Keen Ice's second graded stakes win came this June, when he rolled to an upset in the Suburban Handicap at Belmont, defeating heavily-favored Shaman Ghost. That was just his third lifetime win in 22 starts, but he's earned over $3 million in his career.

The son of two-time Horse of the Year Curlin has also picked up some big checks in some of the sport's most valuable races. During his 3-year-old season, he was second in the Haskell at Monmouth, third in the Belmont Stakes and fourth in the Breeders' Cup Classic. He improved that Classic finish position at four, running third at Santa Anita.

The Suburban victory came in his third start of this year. He ran fourth in the world's richest race, the $12 million Pegasus Invitational at Gulfstream (held for the first time this year), and was unplaced in the Dubai World Cup half a world away.

Donegal Racing paid $120,000 to purchase Keen Ice at the 2013 Keeneland September Yearling sale. The storied Calumet Farm in Lexington bought into him this year, and Keen Ice will start his stallion duties there when he retires from the racetrack.

Jerry Crawford founded Donegal Racing, which operates many racing partnerships, in 2008. An avid racing fan, Crawford developed an algorithm to try to pick classic winners to wager on. When that worked, he decided to see if would be just as effective in picking out racing prospects.

“In 2008, I thought, ‘I am going to go to Kentucky, I’m going to buy a horse that fits my formula and see what happens,’” Crawford told Jessica Martini in a September, 2015 Thoroughbred Daily News article.

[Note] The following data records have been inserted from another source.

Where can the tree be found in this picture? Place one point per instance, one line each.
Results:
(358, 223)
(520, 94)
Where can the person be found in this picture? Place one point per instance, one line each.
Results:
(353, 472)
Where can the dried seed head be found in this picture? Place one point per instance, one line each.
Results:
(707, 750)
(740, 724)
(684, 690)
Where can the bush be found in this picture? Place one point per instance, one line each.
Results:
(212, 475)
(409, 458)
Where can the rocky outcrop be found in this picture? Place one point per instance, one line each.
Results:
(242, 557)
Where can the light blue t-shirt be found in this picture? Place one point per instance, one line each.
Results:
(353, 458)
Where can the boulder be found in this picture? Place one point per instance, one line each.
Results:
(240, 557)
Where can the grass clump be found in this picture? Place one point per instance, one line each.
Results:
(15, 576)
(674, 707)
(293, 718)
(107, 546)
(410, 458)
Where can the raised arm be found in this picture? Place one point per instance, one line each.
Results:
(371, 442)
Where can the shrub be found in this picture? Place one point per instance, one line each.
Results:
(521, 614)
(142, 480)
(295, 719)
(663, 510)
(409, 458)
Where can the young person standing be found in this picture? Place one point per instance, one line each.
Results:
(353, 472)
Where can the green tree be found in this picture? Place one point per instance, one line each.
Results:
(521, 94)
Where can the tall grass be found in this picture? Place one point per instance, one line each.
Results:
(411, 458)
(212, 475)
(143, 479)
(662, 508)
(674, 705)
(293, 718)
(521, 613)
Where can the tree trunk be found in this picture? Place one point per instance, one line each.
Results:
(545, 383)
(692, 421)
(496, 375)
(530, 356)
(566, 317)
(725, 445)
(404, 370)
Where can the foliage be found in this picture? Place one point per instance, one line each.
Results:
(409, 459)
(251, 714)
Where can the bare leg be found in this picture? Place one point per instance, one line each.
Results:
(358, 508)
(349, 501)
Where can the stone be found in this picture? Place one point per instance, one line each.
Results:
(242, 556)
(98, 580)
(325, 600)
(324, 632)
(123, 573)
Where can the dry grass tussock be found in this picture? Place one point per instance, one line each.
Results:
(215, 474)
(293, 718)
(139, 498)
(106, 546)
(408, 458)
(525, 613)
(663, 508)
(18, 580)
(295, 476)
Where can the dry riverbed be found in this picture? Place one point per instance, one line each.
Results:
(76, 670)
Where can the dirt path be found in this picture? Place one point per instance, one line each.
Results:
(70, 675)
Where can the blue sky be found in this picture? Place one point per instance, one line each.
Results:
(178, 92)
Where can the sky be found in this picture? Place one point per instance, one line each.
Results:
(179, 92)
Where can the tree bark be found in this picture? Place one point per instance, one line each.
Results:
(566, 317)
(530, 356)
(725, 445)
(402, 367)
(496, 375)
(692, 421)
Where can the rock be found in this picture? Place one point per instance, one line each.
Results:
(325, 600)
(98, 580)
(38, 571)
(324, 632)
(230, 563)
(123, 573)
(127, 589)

“I’d bought horses before,” Crawford said. “I wasn’t a stranger to the business, but it was the first time I tried to use the algorithm that we’d created to buy a horse. And in September of 2008, the stock market collapsed and the first thing people stopped doing was buying horses. So, having been prepared to spend $250,000 to buy one horse, I spent $410,000 on eight. Then I was flying home trying to figure out how I was going to avoid paying alimony after I told my wife Linda that I’d bought eight horses. My buddies had always said, ‘Go buy horses and we’ll be partners.’ And that’s how Donegal racing got started–that year that I bought eight horses, not quite by accident.”